What this dot point is asking

The unseen poetry question prints two poems you have never read and asks you to compare how the poets present a shared idea or feeling. You read both for meaning, find the idea they share, then write an idea-led comparison that treats both poems together in every paragraph using connectives, integrating language, form and structure for each. Because both poems are printed, evidence is a matter of selection rather than recall, and no context is assessed (AO1, AO2 and AO3).

Read both poems, then find the shared idea

The comparison can only work once you understand both poems and what links them.

Write an idea-led comparison

The structure that earns AO3 holds both poems together throughout.

Compare method, not just content

The strongest unseen comparisons compare how the poets write, not only what they say. For each comparative point, analyse a method in each poem and weigh them: both poems may present the same feeling, but one through calm regular stanzas and the other through broken lines, so the contrast in method becomes the heart of the comparison. Integrating language, form and structure across both poems shows you are comparing craft, where AO2 and AO3 meet. Notice where two poems reach a similar effect by different means, or where similar techniques produce different effects, because that is exactly the comparison the question rewards.

Select evidence and waste no time on context

Because both poems are printed, you are choosing the most analysable quotations, not recalling them, so pick short quotations that carry a clear method. No context is assessed in the unseen section, so do not invent biographical or historical background; analyse only what is on the page. Keep coverage balanced, with both poems present in roughly equal measure throughout, and plan three comparative points before writing so the comparison has a shape. A well-practised unseen comparison method, drilled on fresh pairs of poems, makes this question quick and calm under pressure.

Try this

Q1. Why must you read both unseen poems for meaning before planning? [2 marks]
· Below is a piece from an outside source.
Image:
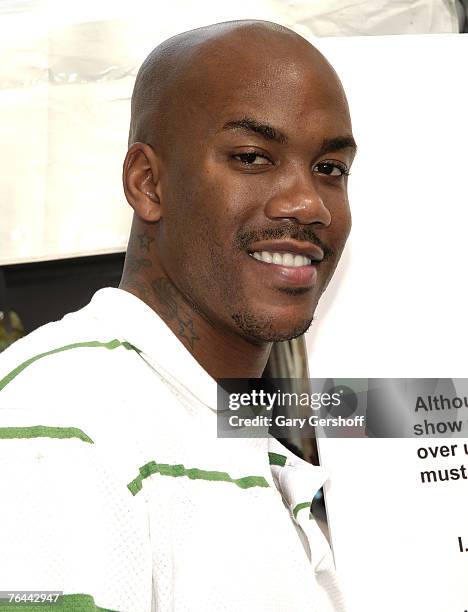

  • Cue. A comparison built without understanding both poems collapses, because you cannot compare what you have not understood.

Q2. Why does a poem-by-poem structure score poorly? [2 marks]

  • Cue. It juxtaposes rather than compares; AO3 rewards comparison held across both poems in every paragraph.

Exam-style practice questions

Practice questions written in the style of WJEC exam questions on this dot point, with worked answer explainers. The year tag is the paper they imitate, not the source.

WJEC Unit 120 marksRead both unseen poems. Compare how the two poets present a feeling about nature. Refer closely to both poems.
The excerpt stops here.